The song merely names Ms. Valliamma, but could be a spark that begins telling the story of the Malaiyaha Tamils, according to Saumyaa Vilashini Muthulingam, a Kandy-based activist working on plantation rights and gender issues, who took part in the discussion. And that is significant, because Tamil Nadu has had little appetite to learn about the struggles of this community, she recalls.

“I studied in Bengaluru for three years from 2008. The final war was raging [in Sri Lanka] and Tamil people in India were following it closely. At that time and even later, I noticed that whenever I raised the issue of Malaiyaha Tamils, they were not receptive. It was all about ‘Jaffna Tamils,” she says.

In her view, this was just another manifestation of the “indifference” to the community’s concerns seen within Sri Lanka as well. “Tamils of the north and east tend to look down upon our people. Even if you look at Malaiyaha Tamils who migrated to the north and east, they face discrimination when it comes to land rights and housing.”

Brought to Sri Lanka by the British to work in tea estates located in the country’s scenic hill country, the Malaiyaha Tamil community’s history is one of braving discrimination and oppression through two centuries, till date. They were disenfranchised, rendered stateless, denied basic rights and yet, the 1.5-lakh estate workers, from the million-strong community, continue to toil in estates, fighting for fair wages and decent living conditions.

Different struggles

It was not only the social hierarchy of different groups of minority Tamils within the island nation that relegated the Malaiyaha Tamils’ issues to the background, but also one of politics, Ms. Muthulingam notes. “Whether it is here or in Tamil Nadu, an economic struggle is not considered as heroic a struggle as the one for civil and political rights. I can’t see how having food on your plate can be less important than having self-respect,” she says.

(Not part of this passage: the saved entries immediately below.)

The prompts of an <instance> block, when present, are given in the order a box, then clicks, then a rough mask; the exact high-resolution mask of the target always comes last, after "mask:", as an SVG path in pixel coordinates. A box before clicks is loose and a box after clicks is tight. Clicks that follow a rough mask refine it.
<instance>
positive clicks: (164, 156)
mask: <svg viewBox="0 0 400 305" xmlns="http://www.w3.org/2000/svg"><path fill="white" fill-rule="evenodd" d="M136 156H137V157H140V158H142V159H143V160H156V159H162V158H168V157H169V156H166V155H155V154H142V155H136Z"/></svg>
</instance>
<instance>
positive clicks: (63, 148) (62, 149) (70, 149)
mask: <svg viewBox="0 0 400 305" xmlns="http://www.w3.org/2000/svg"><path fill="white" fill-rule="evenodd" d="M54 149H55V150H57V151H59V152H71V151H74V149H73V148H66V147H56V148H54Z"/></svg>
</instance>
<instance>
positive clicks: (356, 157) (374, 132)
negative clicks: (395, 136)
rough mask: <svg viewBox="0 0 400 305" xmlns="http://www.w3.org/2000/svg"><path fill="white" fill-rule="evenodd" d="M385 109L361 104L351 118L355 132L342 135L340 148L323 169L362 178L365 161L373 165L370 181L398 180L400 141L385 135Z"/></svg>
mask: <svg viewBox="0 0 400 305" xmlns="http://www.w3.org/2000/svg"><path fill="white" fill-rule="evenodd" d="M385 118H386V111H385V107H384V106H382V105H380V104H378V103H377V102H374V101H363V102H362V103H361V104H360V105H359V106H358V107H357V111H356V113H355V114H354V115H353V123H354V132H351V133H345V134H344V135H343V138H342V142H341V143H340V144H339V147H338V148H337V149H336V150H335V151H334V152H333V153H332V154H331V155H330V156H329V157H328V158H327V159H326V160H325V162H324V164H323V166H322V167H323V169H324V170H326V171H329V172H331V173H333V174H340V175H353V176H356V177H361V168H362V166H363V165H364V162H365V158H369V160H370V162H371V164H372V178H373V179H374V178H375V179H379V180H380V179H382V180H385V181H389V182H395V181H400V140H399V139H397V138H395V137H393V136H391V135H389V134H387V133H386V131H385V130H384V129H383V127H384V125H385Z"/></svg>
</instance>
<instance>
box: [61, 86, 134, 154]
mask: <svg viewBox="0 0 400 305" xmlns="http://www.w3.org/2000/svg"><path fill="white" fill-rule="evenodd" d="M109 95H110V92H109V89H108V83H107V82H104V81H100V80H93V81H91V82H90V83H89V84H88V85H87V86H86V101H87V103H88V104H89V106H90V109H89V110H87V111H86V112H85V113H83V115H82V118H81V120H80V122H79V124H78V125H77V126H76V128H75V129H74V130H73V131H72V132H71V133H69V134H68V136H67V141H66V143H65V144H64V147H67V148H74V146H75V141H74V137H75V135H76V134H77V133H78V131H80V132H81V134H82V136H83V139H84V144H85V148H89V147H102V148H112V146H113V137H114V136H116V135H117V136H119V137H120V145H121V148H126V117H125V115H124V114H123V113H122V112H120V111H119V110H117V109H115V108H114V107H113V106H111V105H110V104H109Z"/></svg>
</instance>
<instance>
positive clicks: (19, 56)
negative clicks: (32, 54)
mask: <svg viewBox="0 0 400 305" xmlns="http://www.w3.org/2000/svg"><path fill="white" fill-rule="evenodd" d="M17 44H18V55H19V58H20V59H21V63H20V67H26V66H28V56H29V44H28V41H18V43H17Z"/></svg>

Arivu, in his talk, foregrounded the politics of caste, drawing upon his work in The Casteless Collective band, while also highlighting how intimately it was linked to his family’s class location. “It is only from a position of privilege that one can say there is no caste today. The soil beneath our feet bears witness to our history of caste-based oppression. It is a question of whether we support hierarchy in our society, or equality,” he said. Recalling his family’s struggle as daily-waged labourers and koothu artistes, he said: “the class we come from, our caste identity — all these are shaped by a host of political factors. We can’t take politics out of our lives.”

Joining the discussion among others was Mylvaganam Thilakarajah, a writer and former MP representing Malaiyaha Tamils in Parliament. Compared to other places where Tamils live, such as Tamil Nadu, Malaysia or Jaffna, caste-based violence is relatively less in the hill country, he notes. All the same, he points out that those like Ms. Valliamma, who returned to India, were branded “Ceylon Repatriates”, “virtually like a caste group” although they came from different caste groups. “So your identity can depend on where you are and at what point, you see.”

Pop culture

Writers and poets in Tamil Nadu such as K.A. Gunasekaran, Ra. Vinoth, Tamizhmagan, and Mohammed Yousuf have written on Malaiyaha Tamils and their lives, but popular culture can have a wider reach, as Arivu and Dhee’s song has shown, Mr. Thilakarajah says. “ Enjoy Enjaami   is a massive hit and with the fame it has brought, Arivu has been trying to advance his progressive politics, which is very commendable. The reference to Valliamma is significant, but for the stories of those like her, and of those who stayed back in Sri Lanka to come out in some detail, we need a full-length film on a character like that.”

Telling such a story will also offer scope to zoom into how caste played out within Sri Lanka and among those who returned to India. “The return of some of our people meant that families left the estates in an ad hoc manner, at times inadvertently collapsing caste differences. Also, the fact that estate workers in Sri Lanka have historically mobilised for land rights, housing and better wages, has meant that they forged a stronger class identity than caste identity. When you tell our people’s stories, you can lay bare all these aspects,” he says, adding: “That is why I feel there’s a good film waiting to be made.”